The current bear market, now the worst three years in market history since 1931, has taught investors some harsh lessons. Smart investors learn from other people’s mistakes as well as their own.

But unfortunately, investors can take away the wrong message. And they can make new mistakes while trying to avoid repeating ones from which they are learning.

A case in point came to our attention recently when we were talking to two potential clients, a couple in their 30s, excellent savers, who had built up $100,000 for retirement. Now they wanted professional management.

We talked about their goals and risk tolerance. The husband had no interest in trying to make a killing in the stock market. He wanted a balanced portfolio that would produce a moderate return with moderate risk exposure. We thought that was a great approach for them.

But the wife was unwilling to take any risk at all. She wanted all their money in conservative fixed-income investments. It didn’t take us long to find out why.

Her father, now 65, retired two years ago after working for 37 years for a major national manufacturing company. Over the years, he built up an $800,000 retirement fund, all of it invested in stock of that company. Even after he retired, that stock made up his whole portfolio.

By the time we met his daughter and her husband, her father’s stock was worth only $300,000, dashing his plans for the comfortable retirement for which he had worked so long and hard.

The father’s mistake – investing his retirement fund in a single stock – was serious. But it was understandable. He had worked at this company for almost his entire adult life. He believed in it entirely. He thought he understood the stock, too.
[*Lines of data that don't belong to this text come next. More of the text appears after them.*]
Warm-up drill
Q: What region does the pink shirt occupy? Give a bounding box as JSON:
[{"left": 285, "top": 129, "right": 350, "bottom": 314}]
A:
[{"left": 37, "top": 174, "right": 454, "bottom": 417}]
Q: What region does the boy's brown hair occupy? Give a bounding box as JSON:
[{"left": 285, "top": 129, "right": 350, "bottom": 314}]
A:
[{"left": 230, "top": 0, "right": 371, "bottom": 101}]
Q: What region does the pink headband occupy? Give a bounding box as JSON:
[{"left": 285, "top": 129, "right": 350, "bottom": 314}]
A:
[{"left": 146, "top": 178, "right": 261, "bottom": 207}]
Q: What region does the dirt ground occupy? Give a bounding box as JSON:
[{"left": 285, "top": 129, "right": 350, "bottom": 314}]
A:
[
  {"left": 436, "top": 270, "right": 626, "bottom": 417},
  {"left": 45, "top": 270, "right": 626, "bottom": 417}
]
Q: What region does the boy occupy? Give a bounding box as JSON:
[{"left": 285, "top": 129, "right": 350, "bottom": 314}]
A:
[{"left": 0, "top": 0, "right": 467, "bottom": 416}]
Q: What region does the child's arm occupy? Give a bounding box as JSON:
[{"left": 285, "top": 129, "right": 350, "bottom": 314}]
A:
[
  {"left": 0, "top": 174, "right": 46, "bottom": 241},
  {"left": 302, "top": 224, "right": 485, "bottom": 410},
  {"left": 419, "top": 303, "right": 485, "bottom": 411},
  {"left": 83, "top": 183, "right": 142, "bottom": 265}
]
In 1999, it was worth 10 times what it had been worth just 20 years earlier.

His mistake was thinking that stock price history, coupled with his loyalty to the company, was all he needed to know and understand. He didn’t realize how important it was to know and apply some basic principles of investing, especially the need to diversify.

Now his daughter was in danger of making an even more costly mistake of her own.

She lobbied for putting the whole $100,000 into guaranteed investment contracts, a fixed-income option backed by an insurance company. These contracts would pay about 5 percent. Over the next 25 years, that would allow the $100,000 to grow to about $339,000.

We believe this couple should invest at least 30 percent of their money in equities, a strategy that over the past 33 years has returned an annualized return of 10 percent, with a worst-12-months loss of less than 7 percent.

If they earned 10 percent over the next 25 years, that $100,000 would grow to nearly $1.1 million. Presumably this couple will continue to add to their savings. If they added only $10,000 a year, they would have $815,906 if they earned 5 percent in fixed-income contracts. At 10 percent, they’d wind up with $2,066,941.

Bottom line: The father lost $500,000 in the bear market. The daughter is in danger of making a mistake that could cost her and her husband more than $1 million.

We don’t know how this will be resolved. But we do know it’s a reminder that going to extremes – either being much too aggressive or much too conservative – can have high long-term costs.